Activistas y políticos
La Cámara de los Comunes británica ha celebrado una sesión en recuerdo de la (tristemente) asesinada Jo Cox y los parlamentarios han podido sentarse sin respetar la distribución por partidos, que es lo habitual y la norma. La medida ha sido presentada como un gesto de buena voluntad, tal vez destinado a expresar lo que nos une a todos por encima de la política. Si contribuye a que los británicos se abstengan de despeñarse por la pendiente populista y nacionalista que les mueve a separarse de la Unión Europea, bien estará. A medio plazo, y como ocurre con el referéndum –sea cual sea el resultado-, este tipo de gestos sentimentales acaban teniendo un precio.
Desde hace tiempo, las democracias desarrolladas viven una tendencia que pone en sordina el valor de la política frente a otra forma de acción colectiva que llamamos activismo y que se relaciona, no con el bien común, sino con los derechos humanos. El bien común, efectivamente, es una instancia de perfiles difíciles de precisar, continuamente sujeto a reevaluaciones según las relaciones de fuerzas y el estado de la opinión pública. El bien común se definirá así según las leyes de la política, leyes inmutables, como descubrieron los clásicos, pero infinitamente complejas porque su materialización depende de cada momento, de cada circunstancia.
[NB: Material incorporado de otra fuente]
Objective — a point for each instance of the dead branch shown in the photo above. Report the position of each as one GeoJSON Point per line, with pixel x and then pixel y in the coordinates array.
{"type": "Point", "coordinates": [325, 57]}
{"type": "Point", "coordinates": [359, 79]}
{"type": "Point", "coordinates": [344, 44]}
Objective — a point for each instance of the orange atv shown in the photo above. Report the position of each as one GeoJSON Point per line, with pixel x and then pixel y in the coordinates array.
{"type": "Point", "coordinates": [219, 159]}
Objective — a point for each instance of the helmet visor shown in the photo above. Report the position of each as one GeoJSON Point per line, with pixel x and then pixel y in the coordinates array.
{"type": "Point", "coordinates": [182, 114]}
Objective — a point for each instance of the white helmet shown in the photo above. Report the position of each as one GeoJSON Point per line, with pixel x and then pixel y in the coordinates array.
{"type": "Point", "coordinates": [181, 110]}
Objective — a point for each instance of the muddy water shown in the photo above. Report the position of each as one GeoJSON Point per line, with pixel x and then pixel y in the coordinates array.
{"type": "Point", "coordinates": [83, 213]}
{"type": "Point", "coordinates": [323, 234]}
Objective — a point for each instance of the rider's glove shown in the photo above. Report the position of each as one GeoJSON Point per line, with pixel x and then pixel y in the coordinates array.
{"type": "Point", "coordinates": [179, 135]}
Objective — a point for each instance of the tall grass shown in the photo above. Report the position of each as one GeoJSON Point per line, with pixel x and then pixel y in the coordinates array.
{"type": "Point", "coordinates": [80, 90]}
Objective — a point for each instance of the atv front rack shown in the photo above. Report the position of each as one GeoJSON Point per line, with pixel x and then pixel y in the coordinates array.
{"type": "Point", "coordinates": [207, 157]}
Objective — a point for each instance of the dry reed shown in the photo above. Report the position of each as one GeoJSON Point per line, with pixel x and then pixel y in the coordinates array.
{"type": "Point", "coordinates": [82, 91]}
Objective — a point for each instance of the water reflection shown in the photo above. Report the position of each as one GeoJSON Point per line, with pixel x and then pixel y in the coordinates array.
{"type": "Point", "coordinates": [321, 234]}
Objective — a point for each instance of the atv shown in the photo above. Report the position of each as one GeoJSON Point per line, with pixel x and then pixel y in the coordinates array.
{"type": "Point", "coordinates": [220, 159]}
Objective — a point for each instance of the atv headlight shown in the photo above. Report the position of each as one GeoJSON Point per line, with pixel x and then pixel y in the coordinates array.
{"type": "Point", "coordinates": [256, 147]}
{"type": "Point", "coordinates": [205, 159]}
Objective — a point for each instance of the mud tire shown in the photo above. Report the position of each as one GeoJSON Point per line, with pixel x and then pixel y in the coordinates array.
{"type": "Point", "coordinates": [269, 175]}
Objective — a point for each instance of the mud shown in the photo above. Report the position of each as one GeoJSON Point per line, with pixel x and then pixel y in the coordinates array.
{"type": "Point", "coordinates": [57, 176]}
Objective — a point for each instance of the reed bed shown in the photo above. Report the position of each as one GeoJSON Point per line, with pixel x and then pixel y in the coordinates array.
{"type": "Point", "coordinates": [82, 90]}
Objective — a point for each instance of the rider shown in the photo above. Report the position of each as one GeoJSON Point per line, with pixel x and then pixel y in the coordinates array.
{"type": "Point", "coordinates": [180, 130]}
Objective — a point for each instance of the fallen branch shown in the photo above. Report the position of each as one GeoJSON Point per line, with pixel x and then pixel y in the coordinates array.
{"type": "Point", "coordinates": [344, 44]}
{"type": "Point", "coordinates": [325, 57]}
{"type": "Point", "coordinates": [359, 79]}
Frente a esta complejidad, de la que desconfían, nuestras sociedades prefieren la claridad de los derechos humanos y la sencillez del activismo. Nadie puede poner en duda los derechos de la Humanidad. En consecuencia, la posición del activista que promueve una causa relacionada con ellos es inatacable. Se llega así a la supuesta superación de la complejidad y la opacidad de la política por el mundo luminoso y absoluto del activismo y los derechos.
Y sin embargo, la sustitución del bien común por los derechos, y la de la política por el activismo no aclararán las cosas. Al contrario, las volverán aún más confusas porque cada uno de ellos tiene su propio espacio, se refiere a cuestiones distintas y requiere instrumentos específicos. La política no es el activismo, como parece creer mucha gente, en particular en nuestro país. En política hay que negociar, pactar, conocer los asuntos y tener una especial capacidad para comprender el fondo de una sociedad. Trasladada a la política, la evidencia sentimental del activismo tan sólo contribuye a trivializar y degradar la vida pública.